Barbie's Dreamhouse is everything you'd imagine it to be - pink, pink... and more pink.
In fact, Barbie's crib was so heavy on the colour that it caused an international shortage of pink paint.
When the set for Barbie Land was constructed at Warner Bros. Studio Leavesden, Rosco paint ran seriously low on the particular shade of pink that adorns Barbie's walls.
So much so, that production designer Sarah Greenwood said: "The world ran out of pink."
Fortunately, they managed to pull through and keep Barbie's world looking pretty in pink, and nobody was left seeing red.
Okay, enough colourful word play.
Talking about the construction of Barbie Land to Architectural Digest, director Greta Gerwig said: "There are no walls and no doors.
"Dreamhouses assume that you never have anything you wish was private - there is no place to hide.
To bring the world of the Mattel toy to life, set designers took inspiration from Palm Springs mid-century modernism.
Greenwood and her colleague Katie Spencer, who had previously worked on Pride & Prejudice, had never owned a Barbie house before so they bought one off Amazon for inspiration.

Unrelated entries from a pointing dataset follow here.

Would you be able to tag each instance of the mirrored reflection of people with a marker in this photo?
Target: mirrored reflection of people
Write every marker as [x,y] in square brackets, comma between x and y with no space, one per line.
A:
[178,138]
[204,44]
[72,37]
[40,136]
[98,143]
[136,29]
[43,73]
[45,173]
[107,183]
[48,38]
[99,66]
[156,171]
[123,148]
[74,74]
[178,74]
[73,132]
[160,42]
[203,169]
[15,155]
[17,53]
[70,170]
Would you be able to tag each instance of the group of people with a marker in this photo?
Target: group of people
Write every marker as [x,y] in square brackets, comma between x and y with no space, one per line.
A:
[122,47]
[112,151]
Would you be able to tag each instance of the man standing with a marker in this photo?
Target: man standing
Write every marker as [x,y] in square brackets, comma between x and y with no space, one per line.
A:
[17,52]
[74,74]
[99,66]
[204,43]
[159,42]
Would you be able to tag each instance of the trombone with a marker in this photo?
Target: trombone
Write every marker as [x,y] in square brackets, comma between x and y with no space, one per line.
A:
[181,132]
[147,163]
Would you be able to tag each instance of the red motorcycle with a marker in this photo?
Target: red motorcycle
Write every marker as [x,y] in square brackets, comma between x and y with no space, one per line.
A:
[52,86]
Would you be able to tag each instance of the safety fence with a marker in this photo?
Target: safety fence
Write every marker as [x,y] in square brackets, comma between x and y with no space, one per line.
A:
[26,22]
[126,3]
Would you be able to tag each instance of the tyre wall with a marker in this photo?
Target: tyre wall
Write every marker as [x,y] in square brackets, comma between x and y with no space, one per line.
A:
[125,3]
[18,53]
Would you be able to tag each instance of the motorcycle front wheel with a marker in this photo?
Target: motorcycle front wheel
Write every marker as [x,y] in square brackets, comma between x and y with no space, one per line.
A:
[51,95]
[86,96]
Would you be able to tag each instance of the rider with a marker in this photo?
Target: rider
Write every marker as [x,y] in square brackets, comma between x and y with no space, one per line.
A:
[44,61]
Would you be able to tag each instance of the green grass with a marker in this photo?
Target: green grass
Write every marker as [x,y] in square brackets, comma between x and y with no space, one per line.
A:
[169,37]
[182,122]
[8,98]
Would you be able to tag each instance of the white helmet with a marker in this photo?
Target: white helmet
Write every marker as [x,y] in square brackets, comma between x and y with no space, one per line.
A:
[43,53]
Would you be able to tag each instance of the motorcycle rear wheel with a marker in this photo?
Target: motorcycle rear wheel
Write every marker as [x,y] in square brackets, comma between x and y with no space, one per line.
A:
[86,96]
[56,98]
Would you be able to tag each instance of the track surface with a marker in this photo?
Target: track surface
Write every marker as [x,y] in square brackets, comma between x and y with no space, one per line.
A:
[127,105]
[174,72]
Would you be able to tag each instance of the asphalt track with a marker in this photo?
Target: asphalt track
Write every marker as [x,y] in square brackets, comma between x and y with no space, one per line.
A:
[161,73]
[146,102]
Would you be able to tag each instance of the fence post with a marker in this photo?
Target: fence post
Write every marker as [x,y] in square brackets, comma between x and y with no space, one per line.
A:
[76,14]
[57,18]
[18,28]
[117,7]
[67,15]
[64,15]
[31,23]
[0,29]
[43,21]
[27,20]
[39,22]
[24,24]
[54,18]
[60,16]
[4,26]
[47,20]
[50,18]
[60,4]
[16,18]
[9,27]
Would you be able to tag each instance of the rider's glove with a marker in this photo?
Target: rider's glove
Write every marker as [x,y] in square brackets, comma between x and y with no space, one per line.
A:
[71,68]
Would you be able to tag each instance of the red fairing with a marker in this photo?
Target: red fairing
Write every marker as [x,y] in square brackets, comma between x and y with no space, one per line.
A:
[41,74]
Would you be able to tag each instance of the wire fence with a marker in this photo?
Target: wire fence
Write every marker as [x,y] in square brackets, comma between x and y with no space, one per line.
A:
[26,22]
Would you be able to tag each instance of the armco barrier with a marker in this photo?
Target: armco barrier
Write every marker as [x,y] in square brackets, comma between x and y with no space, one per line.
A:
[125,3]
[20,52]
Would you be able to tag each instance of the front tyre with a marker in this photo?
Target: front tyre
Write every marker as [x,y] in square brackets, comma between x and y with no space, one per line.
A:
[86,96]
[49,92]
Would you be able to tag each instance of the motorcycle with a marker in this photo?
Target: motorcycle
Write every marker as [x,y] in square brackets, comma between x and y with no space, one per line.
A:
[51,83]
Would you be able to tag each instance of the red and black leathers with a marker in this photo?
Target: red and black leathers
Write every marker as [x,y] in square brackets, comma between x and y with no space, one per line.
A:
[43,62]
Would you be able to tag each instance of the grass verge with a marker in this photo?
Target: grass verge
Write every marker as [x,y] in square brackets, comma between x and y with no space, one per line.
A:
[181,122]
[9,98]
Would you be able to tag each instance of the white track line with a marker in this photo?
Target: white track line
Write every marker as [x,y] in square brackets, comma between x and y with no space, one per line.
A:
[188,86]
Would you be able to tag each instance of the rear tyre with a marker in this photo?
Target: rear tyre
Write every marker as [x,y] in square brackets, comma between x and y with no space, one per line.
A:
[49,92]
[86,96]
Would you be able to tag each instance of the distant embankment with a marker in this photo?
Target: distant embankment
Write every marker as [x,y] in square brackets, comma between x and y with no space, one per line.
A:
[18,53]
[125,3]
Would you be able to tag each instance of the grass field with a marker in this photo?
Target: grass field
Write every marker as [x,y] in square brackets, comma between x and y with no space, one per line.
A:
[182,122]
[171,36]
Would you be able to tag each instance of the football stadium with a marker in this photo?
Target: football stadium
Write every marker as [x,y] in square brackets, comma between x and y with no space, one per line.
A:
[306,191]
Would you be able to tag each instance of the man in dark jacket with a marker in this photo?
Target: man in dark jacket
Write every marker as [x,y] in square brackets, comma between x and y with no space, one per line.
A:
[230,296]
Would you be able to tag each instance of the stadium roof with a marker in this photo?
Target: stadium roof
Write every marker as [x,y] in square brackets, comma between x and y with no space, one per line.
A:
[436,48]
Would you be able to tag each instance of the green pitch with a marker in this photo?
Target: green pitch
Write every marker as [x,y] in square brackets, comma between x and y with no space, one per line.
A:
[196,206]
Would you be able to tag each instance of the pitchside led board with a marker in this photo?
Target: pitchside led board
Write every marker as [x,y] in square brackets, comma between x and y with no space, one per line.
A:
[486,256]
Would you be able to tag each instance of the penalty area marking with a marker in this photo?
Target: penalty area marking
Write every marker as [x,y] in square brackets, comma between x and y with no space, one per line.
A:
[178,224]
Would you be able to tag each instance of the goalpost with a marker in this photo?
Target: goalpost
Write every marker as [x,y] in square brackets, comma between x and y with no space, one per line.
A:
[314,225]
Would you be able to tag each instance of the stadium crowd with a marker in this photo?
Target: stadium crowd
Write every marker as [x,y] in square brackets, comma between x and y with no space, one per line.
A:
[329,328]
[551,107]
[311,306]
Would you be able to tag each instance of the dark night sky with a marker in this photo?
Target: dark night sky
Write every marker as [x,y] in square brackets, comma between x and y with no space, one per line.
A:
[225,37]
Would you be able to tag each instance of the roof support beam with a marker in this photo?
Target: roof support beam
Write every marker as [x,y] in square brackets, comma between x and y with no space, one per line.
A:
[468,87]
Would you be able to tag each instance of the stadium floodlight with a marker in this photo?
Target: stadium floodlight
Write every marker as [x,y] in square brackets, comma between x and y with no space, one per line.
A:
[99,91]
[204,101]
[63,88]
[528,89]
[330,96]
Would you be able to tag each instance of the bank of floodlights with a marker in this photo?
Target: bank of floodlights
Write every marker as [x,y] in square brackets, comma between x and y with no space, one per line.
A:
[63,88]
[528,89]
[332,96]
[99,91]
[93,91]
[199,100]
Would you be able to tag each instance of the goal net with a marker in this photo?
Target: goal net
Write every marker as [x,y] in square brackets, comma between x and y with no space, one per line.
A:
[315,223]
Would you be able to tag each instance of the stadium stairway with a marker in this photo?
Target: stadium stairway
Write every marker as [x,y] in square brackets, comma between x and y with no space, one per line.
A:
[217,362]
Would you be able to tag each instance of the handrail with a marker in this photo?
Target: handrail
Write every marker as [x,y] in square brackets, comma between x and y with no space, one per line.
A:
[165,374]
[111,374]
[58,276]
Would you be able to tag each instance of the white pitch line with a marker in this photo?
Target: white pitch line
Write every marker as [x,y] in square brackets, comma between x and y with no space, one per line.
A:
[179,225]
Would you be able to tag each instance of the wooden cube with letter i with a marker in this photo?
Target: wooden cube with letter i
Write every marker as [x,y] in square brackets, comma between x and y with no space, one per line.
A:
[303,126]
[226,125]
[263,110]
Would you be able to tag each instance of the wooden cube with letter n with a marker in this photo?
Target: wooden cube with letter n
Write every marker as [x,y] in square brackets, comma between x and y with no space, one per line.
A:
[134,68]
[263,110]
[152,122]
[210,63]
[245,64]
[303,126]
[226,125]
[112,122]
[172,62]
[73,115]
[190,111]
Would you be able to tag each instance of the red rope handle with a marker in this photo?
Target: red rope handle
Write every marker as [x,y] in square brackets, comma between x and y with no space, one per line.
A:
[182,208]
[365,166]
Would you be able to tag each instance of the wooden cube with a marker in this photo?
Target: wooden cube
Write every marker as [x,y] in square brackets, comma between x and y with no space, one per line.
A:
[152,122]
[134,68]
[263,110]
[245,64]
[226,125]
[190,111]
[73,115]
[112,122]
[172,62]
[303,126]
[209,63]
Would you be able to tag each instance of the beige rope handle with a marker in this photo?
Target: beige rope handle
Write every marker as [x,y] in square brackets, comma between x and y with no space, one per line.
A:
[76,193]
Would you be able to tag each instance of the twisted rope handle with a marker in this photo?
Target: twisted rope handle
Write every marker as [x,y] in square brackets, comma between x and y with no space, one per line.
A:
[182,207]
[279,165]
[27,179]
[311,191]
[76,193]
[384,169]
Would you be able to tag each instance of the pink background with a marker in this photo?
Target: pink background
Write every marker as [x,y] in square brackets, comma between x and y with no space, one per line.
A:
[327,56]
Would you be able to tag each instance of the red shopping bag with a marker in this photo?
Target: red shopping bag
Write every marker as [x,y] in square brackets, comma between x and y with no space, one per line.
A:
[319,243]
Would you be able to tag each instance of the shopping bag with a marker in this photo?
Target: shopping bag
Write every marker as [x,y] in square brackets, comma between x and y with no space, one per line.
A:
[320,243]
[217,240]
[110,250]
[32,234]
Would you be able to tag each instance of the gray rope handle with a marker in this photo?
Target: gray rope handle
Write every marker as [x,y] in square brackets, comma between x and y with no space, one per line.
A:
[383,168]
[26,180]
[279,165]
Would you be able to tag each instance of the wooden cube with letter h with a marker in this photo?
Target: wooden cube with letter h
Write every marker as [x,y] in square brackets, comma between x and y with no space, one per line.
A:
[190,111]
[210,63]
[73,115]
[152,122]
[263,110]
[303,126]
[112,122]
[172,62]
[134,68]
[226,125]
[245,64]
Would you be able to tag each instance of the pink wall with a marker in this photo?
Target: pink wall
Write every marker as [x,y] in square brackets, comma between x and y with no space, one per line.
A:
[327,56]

Spencer recalled: "The scale was quite strange," whilst Gerwig noted: "The ceiling is actually quite close to one’s head, and it only takes a few paces to cross the room.
"It has the odd effect of making the actors seem big in the space but small overall."
Barbie's house also comes with a slide that coils from the third floor down to a pool.
Explaining the design, Gerwig said: "I wanted to capture what was so ridiculously fun about the Dreamhouses.
"Why walk down stairs when you can slide into your pool? Why trudge up stairs when you take an elevator that matches your dress?"
In Barbie's bedroom, a clamshell headboard is covered in velvet with a sequined duvet, whilst her wardrobe contains coordinated outfits.
It's a far cry from the original Dreamhouse released in 1962, which was a cardboard fold-out.
Speaking of Barbie's set up, Greenwood said: "It’s very definitely a house for a single woman," whilst Spencer noted: "She is the ultimate feminist icon."
Let's just hope that any sequels don't cause any further paint shortages.
Barbie is out in cinemas on July 21.